Furthermore the presence of fields in each data point adds more dimensions to the level of aggregation (not just the inherent time-based). Now the language has the feel of a native multi-dimensional array language. It feels amazing to program in it. You can easily do sophisticated queries like figuring out how many standard deviations each task's RPC latency for a specific call is above or below all tasks' mean, for outlier detection.
That work eventually resulted in a language called Optic, which was indeed (IMO) a very nice cleanup of Borgmon. Ultimately though that work got shelved in favor of Monarch, whose focus was less on the language problems of Borgmon and more on the points listed in the introduction of the paper, especially points 1, 3, and 4 (at least in my memory).
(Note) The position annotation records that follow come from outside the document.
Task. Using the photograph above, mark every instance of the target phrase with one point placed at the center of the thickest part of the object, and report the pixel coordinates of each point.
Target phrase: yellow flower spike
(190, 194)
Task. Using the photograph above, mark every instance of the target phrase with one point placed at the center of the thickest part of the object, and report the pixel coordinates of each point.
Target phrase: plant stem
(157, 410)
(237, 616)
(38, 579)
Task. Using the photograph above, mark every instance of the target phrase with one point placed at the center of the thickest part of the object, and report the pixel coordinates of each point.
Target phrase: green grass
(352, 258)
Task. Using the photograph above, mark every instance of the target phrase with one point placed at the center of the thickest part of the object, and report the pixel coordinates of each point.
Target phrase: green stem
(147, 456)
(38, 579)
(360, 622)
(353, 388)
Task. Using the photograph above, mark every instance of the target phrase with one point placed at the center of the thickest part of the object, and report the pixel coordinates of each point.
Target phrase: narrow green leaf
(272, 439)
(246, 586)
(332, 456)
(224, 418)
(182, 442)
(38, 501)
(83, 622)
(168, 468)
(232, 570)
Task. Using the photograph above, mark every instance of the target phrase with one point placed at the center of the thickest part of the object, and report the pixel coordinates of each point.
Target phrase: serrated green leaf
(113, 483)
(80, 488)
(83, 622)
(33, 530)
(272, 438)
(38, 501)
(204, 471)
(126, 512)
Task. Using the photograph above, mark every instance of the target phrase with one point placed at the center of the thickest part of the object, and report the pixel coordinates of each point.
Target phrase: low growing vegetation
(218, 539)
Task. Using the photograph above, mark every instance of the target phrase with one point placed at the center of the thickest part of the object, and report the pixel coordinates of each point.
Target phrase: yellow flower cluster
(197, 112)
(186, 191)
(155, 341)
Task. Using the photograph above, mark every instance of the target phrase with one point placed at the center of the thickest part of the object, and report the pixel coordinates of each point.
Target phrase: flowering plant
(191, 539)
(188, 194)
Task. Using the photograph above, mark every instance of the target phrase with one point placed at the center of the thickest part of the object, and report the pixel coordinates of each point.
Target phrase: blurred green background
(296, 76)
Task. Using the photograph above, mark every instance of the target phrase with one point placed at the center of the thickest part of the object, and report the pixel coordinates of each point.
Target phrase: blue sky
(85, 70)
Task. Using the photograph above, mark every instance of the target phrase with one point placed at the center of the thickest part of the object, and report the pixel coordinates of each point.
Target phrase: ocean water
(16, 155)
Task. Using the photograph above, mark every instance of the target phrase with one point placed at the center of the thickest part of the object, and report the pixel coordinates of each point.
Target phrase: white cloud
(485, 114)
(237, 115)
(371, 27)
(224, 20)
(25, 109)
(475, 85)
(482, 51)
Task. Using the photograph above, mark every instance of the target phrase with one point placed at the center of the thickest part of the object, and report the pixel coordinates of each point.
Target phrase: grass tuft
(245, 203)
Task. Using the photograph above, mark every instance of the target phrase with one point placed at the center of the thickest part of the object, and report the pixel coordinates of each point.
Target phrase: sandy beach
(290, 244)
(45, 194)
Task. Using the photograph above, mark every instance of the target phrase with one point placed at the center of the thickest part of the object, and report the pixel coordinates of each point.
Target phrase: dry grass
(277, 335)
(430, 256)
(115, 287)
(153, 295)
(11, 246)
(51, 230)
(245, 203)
The underpinnings of the query data model and execution model got hashed out reasonably well as part of the first implementation of Monarch, which started in earnest in late 2008 or early 2009. But the textual form of the query language suffered for quite a long time after that. I wrote the first crappy version of an operators-joined-by-pipes language sometime in 2010. ("Language" is a generous term; John liked to refer to it in a kindly way as "an impoverished notation.") But it was clear even then that the basics of that syntax were appealing: they lined up nicely with how our users mentally constructed their queries. "You start with the raw data; then apply a rate; then aggregate by these fields; then take the maximum over the last five minutes" etc.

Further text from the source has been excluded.